In reality a RuntimeTypeHandle is what is pushed onto the stack.
3) Invoke the "GetTypeFromHandle" method(a static method in the Type class) passing in the RuntimeTypeHandle pushed onto the stack previously as an argument, the result of this invocation is a Type object (representing the method's return type) which is pushed onto the top of the evaluation stack.
4) Invoke Activator.CreateInstance passing in the Type object from step 3, the result of this invocation is an instance of the value type boxed as a reference type and pushed onto the top of the evaluation stack.
5) Unbox the result and place it into the local variable of the return type defined in step 2
methodILGen.Emit(OpCodes.Ldnull);
If the return type is a reference type then we just load a null onto the evaluation stack
methodILGen.Emit(OpCodes.Ret);
Emit a a return statement to return whatever is on top of the evaluation stack(null or an instance of a value type) back to the caller
Type constructedType = typeBuilder.CreateType();
var instance = Activator.CreateInstance(constructedType);
return (T)instance;
Now that we have a definition of the "dynamic proxy" implementing all the methods declared on T, we can now create an instance of the proxy type and return that out typed as T.
The caller can now invoke the generator and request a dynamic proxy for any type T.
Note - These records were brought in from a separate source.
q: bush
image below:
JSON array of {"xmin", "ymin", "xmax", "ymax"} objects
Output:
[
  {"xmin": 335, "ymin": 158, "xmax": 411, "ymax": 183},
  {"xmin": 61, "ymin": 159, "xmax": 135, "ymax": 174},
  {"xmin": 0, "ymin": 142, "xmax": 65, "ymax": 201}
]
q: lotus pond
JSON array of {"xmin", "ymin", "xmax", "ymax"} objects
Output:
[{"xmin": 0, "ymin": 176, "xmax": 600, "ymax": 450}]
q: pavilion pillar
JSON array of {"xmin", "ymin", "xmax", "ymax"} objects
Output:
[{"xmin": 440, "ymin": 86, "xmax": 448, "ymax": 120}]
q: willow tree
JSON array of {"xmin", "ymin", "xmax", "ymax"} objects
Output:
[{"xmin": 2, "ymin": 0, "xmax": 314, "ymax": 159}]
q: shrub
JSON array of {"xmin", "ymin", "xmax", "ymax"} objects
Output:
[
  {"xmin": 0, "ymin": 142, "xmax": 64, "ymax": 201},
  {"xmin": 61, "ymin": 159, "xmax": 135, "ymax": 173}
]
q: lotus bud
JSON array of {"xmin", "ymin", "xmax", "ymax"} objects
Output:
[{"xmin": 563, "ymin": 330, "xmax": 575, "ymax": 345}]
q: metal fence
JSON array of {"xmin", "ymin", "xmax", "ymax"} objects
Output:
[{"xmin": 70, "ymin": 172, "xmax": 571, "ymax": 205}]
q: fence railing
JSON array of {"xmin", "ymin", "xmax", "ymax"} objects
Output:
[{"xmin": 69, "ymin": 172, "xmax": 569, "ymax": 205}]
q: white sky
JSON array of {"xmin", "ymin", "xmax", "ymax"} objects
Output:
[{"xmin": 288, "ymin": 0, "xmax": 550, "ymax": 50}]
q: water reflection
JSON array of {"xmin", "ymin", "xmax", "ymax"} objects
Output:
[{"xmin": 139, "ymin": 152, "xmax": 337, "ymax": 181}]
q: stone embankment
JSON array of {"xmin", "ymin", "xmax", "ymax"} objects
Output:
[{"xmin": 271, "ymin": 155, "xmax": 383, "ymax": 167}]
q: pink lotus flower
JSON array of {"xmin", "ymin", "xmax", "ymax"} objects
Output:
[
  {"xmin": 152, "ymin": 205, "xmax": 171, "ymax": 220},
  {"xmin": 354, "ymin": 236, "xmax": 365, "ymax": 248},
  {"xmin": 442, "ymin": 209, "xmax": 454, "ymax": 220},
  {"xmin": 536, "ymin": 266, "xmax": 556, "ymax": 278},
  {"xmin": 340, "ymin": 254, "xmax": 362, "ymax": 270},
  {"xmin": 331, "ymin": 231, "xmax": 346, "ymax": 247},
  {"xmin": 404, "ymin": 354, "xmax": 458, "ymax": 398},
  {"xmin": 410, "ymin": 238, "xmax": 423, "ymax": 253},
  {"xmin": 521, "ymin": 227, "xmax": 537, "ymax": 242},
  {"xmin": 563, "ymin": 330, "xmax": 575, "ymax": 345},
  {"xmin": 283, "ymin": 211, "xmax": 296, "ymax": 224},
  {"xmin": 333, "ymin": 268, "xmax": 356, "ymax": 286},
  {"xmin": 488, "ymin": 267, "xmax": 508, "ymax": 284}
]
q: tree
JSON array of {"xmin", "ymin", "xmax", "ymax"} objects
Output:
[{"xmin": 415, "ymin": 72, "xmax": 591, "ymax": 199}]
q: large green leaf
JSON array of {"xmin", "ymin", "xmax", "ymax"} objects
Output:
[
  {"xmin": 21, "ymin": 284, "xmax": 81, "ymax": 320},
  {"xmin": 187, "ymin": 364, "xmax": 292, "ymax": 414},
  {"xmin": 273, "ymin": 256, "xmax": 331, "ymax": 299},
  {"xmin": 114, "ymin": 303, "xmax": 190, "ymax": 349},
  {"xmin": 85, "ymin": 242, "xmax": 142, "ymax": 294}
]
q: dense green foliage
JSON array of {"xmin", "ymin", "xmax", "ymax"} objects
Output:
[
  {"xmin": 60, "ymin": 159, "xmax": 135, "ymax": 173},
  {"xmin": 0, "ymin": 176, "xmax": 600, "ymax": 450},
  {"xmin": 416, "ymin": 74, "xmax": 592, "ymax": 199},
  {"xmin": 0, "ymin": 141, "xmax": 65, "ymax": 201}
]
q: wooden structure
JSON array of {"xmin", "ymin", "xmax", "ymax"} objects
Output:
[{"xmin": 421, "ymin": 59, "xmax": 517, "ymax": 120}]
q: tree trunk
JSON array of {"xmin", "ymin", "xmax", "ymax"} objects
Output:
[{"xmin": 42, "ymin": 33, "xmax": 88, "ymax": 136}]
In our example when the client invokes GetNum() we get back "0". Lets add a new method on the interface called DayOfWeek GetDay()
public interface IFoo
{
int GetNum();
DayOfWeek GetDay();
}
When GetDay() is invoked, the "dynamic proxy" returns "Sunday" since that is the default value for the DayOfWeek enum
This is a very trivial example of dynammic proxies, frameworks like MOQ have a way more sophisticated implementation of this paradigm where in you can instruct the framework to create proxies which return specified values for a method implementation.